Gdy wręcza się nagrody wielkim gwiazdom, wszystko musi być wielkie – szczególnie aplauz. Gdyby go zabrakło, pojawiłoby się zażenowanie.
Aby nie ryzykować i nie pokładać wszystkich nadziei w spontanicznej reakcji publiczności, organizatorzy imprez przygotowują specjalne dżingle z oklaskami, które w odpowiednim momencie wybuchają. No właśnie – w odpowiednim momencie. Czasem zdarza się jednak, że coś się zatnie w machinie albo trybik ruszy zbyt szybko. A wtedy…
Wówczas ma miejsce taka sytuacja, jaka wydarzyła się w czasie gali wręczenia Nagród Gildii Aktorów Filmowych.

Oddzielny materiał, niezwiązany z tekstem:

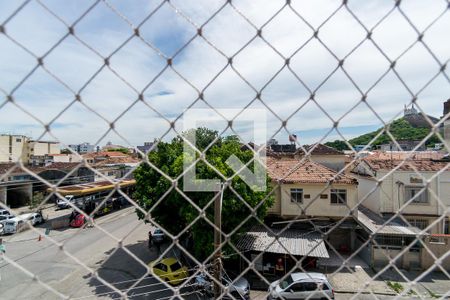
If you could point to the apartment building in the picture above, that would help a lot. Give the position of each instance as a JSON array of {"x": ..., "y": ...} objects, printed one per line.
[
  {"x": 13, "y": 148},
  {"x": 18, "y": 147},
  {"x": 411, "y": 188},
  {"x": 82, "y": 148}
]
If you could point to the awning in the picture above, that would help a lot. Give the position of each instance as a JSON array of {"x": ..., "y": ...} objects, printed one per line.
[
  {"x": 290, "y": 241},
  {"x": 375, "y": 224}
]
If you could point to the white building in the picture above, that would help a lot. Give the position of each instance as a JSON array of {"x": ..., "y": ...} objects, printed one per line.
[{"x": 82, "y": 148}]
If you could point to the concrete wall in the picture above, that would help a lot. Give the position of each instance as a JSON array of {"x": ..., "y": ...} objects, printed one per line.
[
  {"x": 334, "y": 162},
  {"x": 3, "y": 194},
  {"x": 315, "y": 207},
  {"x": 13, "y": 148},
  {"x": 392, "y": 196},
  {"x": 41, "y": 148},
  {"x": 276, "y": 207},
  {"x": 368, "y": 190},
  {"x": 439, "y": 246},
  {"x": 67, "y": 158}
]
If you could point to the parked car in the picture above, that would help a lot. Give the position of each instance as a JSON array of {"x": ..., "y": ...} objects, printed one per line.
[
  {"x": 78, "y": 221},
  {"x": 64, "y": 203},
  {"x": 4, "y": 212},
  {"x": 4, "y": 218},
  {"x": 302, "y": 286},
  {"x": 169, "y": 270}
]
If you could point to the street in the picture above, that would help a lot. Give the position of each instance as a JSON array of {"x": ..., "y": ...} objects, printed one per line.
[
  {"x": 64, "y": 272},
  {"x": 91, "y": 246}
]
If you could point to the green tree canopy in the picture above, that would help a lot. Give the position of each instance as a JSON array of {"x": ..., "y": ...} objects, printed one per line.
[{"x": 174, "y": 212}]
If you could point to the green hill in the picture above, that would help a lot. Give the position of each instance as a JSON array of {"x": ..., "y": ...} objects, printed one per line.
[{"x": 400, "y": 129}]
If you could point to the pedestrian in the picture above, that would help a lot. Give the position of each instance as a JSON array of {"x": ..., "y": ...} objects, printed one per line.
[
  {"x": 279, "y": 267},
  {"x": 2, "y": 247}
]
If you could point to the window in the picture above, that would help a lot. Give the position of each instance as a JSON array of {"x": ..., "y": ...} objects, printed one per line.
[
  {"x": 310, "y": 286},
  {"x": 298, "y": 287},
  {"x": 338, "y": 196},
  {"x": 161, "y": 267},
  {"x": 297, "y": 195},
  {"x": 446, "y": 227},
  {"x": 418, "y": 194},
  {"x": 419, "y": 223}
]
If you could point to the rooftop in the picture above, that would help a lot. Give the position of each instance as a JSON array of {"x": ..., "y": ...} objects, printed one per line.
[
  {"x": 424, "y": 165},
  {"x": 378, "y": 225},
  {"x": 290, "y": 241},
  {"x": 296, "y": 171},
  {"x": 320, "y": 149}
]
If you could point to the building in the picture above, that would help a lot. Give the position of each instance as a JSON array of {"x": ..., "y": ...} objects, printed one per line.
[
  {"x": 18, "y": 185},
  {"x": 325, "y": 155},
  {"x": 308, "y": 190},
  {"x": 110, "y": 146},
  {"x": 49, "y": 159},
  {"x": 82, "y": 148},
  {"x": 405, "y": 145},
  {"x": 13, "y": 148},
  {"x": 391, "y": 185},
  {"x": 147, "y": 147},
  {"x": 447, "y": 122},
  {"x": 18, "y": 147}
]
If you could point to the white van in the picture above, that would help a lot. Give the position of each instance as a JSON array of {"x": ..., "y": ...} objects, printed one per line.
[{"x": 20, "y": 222}]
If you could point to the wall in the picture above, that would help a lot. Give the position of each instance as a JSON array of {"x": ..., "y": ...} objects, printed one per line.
[
  {"x": 3, "y": 194},
  {"x": 366, "y": 191},
  {"x": 317, "y": 207},
  {"x": 439, "y": 246},
  {"x": 42, "y": 148},
  {"x": 334, "y": 162},
  {"x": 14, "y": 147},
  {"x": 67, "y": 158},
  {"x": 392, "y": 194},
  {"x": 275, "y": 209}
]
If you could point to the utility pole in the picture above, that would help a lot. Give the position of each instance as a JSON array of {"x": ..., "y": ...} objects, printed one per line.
[{"x": 218, "y": 241}]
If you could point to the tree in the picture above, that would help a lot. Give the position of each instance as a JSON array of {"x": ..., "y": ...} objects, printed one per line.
[{"x": 174, "y": 212}]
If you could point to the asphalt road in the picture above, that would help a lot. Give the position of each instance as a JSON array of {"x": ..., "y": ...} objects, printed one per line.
[{"x": 62, "y": 272}]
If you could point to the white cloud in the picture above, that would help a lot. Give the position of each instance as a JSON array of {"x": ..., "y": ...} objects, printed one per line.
[{"x": 199, "y": 63}]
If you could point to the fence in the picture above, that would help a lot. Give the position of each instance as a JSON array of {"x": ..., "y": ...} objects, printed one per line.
[{"x": 304, "y": 72}]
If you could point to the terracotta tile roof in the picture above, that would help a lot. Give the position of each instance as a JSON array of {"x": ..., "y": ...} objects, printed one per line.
[
  {"x": 320, "y": 149},
  {"x": 117, "y": 160},
  {"x": 401, "y": 155},
  {"x": 292, "y": 171},
  {"x": 105, "y": 154},
  {"x": 425, "y": 165}
]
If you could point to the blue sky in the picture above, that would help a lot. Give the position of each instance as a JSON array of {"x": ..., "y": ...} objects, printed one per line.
[{"x": 111, "y": 95}]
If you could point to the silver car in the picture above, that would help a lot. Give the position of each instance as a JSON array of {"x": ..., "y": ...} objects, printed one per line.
[{"x": 302, "y": 286}]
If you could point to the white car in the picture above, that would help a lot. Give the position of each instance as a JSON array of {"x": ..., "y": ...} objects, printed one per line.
[
  {"x": 4, "y": 212},
  {"x": 302, "y": 286}
]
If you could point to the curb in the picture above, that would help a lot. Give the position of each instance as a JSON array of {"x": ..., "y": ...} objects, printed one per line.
[{"x": 365, "y": 292}]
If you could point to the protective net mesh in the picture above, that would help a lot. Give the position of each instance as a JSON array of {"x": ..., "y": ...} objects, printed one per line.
[{"x": 375, "y": 223}]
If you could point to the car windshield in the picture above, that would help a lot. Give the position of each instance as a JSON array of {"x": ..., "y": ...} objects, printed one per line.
[
  {"x": 176, "y": 266},
  {"x": 287, "y": 282}
]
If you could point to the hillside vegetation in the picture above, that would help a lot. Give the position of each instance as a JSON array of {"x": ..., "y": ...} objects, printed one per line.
[{"x": 400, "y": 130}]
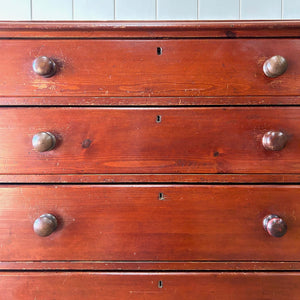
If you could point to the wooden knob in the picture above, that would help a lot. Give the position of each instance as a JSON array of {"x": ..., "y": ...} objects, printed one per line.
[
  {"x": 43, "y": 141},
  {"x": 275, "y": 66},
  {"x": 274, "y": 226},
  {"x": 274, "y": 140},
  {"x": 44, "y": 66},
  {"x": 45, "y": 225}
]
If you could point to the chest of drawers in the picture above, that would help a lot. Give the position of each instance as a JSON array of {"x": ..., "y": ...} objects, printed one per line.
[{"x": 150, "y": 160}]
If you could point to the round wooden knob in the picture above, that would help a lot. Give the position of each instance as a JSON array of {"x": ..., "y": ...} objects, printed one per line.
[
  {"x": 44, "y": 66},
  {"x": 274, "y": 140},
  {"x": 275, "y": 66},
  {"x": 274, "y": 226},
  {"x": 45, "y": 225},
  {"x": 43, "y": 141}
]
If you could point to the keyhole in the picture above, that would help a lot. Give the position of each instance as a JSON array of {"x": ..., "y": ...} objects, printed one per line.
[
  {"x": 161, "y": 196},
  {"x": 160, "y": 284}
]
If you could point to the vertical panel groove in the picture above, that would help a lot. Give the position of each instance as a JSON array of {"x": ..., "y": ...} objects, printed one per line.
[
  {"x": 30, "y": 9},
  {"x": 72, "y": 9},
  {"x": 115, "y": 9}
]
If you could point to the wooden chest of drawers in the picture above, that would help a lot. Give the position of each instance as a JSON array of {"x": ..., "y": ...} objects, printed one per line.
[{"x": 150, "y": 160}]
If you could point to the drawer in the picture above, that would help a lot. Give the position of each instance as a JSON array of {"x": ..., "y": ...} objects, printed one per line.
[
  {"x": 196, "y": 140},
  {"x": 184, "y": 67},
  {"x": 149, "y": 222},
  {"x": 173, "y": 286}
]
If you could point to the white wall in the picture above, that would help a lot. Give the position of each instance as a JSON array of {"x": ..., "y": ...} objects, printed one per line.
[{"x": 148, "y": 9}]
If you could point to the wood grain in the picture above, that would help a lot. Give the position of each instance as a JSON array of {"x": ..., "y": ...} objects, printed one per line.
[
  {"x": 149, "y": 101},
  {"x": 131, "y": 223},
  {"x": 149, "y": 29},
  {"x": 132, "y": 68},
  {"x": 92, "y": 285},
  {"x": 130, "y": 140},
  {"x": 161, "y": 266}
]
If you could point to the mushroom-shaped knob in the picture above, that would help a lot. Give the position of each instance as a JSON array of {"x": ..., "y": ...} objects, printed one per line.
[
  {"x": 274, "y": 225},
  {"x": 275, "y": 66},
  {"x": 43, "y": 141},
  {"x": 45, "y": 225},
  {"x": 44, "y": 66}
]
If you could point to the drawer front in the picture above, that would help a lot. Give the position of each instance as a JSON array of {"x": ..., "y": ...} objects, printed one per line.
[
  {"x": 173, "y": 286},
  {"x": 151, "y": 140},
  {"x": 144, "y": 222},
  {"x": 213, "y": 67}
]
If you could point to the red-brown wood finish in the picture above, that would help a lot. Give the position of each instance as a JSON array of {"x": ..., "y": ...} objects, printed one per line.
[
  {"x": 149, "y": 101},
  {"x": 124, "y": 140},
  {"x": 206, "y": 67},
  {"x": 150, "y": 29},
  {"x": 150, "y": 178},
  {"x": 161, "y": 266},
  {"x": 173, "y": 286},
  {"x": 151, "y": 191},
  {"x": 149, "y": 222}
]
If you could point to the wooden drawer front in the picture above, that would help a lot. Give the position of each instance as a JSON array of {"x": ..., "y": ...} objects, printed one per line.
[
  {"x": 213, "y": 67},
  {"x": 173, "y": 286},
  {"x": 144, "y": 222},
  {"x": 133, "y": 140}
]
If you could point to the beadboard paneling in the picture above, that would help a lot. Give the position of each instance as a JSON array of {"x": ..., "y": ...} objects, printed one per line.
[
  {"x": 219, "y": 9},
  {"x": 149, "y": 9},
  {"x": 260, "y": 9},
  {"x": 177, "y": 10},
  {"x": 135, "y": 9},
  {"x": 93, "y": 9},
  {"x": 52, "y": 10},
  {"x": 15, "y": 10}
]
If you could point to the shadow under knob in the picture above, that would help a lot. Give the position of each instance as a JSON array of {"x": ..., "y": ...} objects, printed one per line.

Kiedy Reese Witherspoon odczytywała nazwiska nominowanych do nagrody, w tle rozległy się gromkie oklaski. Po sekundzie ucichły. Zaskoczona aktorka przerwała przemówienie i zapytała:
– Co to był za hałas?
I dodała z uśmiechem:
– To nie byłam ja.
Czekamy na Oscary 2015. Na pewno i tam nie obędzie się bez wpadek, którymi show-biznes będzie się ekscytował przez parę dni.